Yes, it might be true, that standard IT training material doesn't cover
accessibility.
But the story of a corporation's web services like online database and
online banking system using Silverlight was in fact true.
The sad fact was that one trainer had JAWS knowledge allthough he was fully
sighted, while the other trainer was totally blind.
At that time JAWS 10 was the latest available release and neither of us
could access that web site properly without sighted assistance.
But enough of that now.
I really hope that the next few years will bring more accessibility features
into Windows.
I also would like it if someone either rewrote older games where allowed or
that some kind of emulator or virtual machine configuration would be
distributed which can be used by blind people to play some older games.

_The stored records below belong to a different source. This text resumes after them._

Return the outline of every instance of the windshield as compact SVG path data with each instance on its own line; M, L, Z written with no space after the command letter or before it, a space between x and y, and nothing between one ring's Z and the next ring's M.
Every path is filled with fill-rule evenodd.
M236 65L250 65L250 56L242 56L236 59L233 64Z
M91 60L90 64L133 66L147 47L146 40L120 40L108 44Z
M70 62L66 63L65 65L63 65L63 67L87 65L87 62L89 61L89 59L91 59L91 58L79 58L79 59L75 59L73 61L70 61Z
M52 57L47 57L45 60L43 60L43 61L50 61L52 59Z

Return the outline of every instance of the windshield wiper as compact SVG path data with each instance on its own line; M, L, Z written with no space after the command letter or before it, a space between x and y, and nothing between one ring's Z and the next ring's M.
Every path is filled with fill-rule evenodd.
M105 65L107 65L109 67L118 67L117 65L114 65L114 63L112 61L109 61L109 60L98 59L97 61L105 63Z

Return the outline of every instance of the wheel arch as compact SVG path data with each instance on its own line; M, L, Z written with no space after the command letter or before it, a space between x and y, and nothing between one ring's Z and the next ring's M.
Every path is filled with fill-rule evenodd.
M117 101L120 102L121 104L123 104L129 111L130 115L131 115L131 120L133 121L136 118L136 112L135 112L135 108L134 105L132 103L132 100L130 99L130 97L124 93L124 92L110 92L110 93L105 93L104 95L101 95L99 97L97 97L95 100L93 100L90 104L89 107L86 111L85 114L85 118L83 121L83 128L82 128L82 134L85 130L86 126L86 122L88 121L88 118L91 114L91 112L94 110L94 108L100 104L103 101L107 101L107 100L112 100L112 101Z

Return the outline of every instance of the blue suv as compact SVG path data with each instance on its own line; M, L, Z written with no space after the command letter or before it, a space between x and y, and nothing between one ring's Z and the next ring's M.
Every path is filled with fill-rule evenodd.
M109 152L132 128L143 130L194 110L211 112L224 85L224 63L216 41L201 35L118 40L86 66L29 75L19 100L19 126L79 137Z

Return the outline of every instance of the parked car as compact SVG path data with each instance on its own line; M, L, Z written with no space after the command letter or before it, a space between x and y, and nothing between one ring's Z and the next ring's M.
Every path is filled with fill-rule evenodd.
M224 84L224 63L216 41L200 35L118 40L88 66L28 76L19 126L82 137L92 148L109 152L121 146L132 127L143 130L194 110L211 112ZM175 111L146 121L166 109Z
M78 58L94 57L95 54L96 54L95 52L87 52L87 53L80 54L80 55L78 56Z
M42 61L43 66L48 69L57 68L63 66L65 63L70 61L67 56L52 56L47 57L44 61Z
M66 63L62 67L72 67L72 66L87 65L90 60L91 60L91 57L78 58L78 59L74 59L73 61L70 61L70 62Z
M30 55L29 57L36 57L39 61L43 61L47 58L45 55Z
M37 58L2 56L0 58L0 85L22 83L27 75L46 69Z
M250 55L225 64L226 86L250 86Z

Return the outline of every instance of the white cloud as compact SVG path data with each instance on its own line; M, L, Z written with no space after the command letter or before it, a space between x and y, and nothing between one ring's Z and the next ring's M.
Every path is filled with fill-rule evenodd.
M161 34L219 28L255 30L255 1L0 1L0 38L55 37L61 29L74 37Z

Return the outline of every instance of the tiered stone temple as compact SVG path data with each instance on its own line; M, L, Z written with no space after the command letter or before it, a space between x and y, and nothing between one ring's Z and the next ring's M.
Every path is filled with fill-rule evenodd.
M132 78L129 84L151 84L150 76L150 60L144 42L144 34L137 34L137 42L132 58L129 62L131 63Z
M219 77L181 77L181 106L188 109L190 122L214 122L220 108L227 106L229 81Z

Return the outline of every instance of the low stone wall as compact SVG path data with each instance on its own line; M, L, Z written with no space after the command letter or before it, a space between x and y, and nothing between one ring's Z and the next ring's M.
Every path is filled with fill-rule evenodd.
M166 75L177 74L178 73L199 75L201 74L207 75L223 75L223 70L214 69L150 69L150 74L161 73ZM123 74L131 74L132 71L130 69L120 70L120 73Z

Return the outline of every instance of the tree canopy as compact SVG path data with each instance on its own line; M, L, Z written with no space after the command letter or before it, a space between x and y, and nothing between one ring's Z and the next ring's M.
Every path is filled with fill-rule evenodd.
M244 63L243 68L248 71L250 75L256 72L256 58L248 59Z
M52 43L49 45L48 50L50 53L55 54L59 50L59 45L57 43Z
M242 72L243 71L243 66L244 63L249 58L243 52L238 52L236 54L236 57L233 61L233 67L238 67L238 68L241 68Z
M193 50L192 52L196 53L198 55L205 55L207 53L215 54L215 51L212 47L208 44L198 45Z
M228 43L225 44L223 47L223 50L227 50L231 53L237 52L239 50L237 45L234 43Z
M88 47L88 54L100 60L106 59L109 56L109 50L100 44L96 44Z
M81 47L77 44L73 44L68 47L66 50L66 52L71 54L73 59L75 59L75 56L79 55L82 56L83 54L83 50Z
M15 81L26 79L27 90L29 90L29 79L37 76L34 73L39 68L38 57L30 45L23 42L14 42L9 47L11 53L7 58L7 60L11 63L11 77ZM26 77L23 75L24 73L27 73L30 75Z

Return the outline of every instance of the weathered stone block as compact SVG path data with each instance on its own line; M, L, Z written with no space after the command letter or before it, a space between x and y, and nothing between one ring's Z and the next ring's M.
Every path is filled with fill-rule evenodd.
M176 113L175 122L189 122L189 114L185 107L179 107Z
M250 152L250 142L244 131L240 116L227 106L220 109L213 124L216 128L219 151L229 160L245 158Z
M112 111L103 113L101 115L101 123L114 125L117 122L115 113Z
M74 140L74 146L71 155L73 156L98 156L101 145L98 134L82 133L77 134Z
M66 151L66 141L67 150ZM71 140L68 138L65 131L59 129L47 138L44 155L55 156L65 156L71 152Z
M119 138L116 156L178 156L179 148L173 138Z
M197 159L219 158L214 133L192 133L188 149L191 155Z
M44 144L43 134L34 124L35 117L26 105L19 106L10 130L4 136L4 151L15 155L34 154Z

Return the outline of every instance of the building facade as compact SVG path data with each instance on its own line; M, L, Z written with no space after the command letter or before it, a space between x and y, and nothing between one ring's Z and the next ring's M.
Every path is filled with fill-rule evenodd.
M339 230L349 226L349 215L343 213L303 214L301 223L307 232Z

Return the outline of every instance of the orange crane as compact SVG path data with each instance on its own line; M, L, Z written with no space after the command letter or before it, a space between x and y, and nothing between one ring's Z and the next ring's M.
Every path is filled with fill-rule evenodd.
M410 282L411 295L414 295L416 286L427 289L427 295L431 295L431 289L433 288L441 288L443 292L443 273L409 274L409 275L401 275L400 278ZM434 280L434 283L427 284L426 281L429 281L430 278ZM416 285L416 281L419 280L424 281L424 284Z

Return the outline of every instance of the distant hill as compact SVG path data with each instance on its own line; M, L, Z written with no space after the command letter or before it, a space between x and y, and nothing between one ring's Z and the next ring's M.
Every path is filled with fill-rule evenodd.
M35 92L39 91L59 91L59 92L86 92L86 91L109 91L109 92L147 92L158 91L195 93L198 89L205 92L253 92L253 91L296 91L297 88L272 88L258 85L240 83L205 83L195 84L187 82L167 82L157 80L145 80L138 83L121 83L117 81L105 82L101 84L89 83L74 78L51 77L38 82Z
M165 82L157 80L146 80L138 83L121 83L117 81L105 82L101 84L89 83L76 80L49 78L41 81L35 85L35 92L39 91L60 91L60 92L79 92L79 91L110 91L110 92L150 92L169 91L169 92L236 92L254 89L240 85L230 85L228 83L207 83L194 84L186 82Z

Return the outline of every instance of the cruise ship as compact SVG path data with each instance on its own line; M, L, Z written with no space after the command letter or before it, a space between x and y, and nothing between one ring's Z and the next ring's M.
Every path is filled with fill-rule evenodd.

I also think that Microsoft should focus more on internal changes for
Windows than inventing a new user interface every two major releases or so.
I know that not everyone liked the optical design of Modern UI, regardless
of what new technology or hardware support Windows 8 brought.
If Windows could be more like linux where you could permanently choose which
desktop you want to use, it would probably do more good for Windows, because
then people (sighted and blind) could choose during the installation which
components they want to use.
In Linux you can use Gnome or KDE (if that's still up and running).
If you should do so as a blind user is obviously another story, but in
theory you can choose.
And that's something you could not officially with the ribbons in MS Office
2007 and newer over the menus from Office 2003.
Same went for the Classic (XP start menu) to the Windows Vista/7 start menu
up to no conventional start menu in Windows 8/8.1.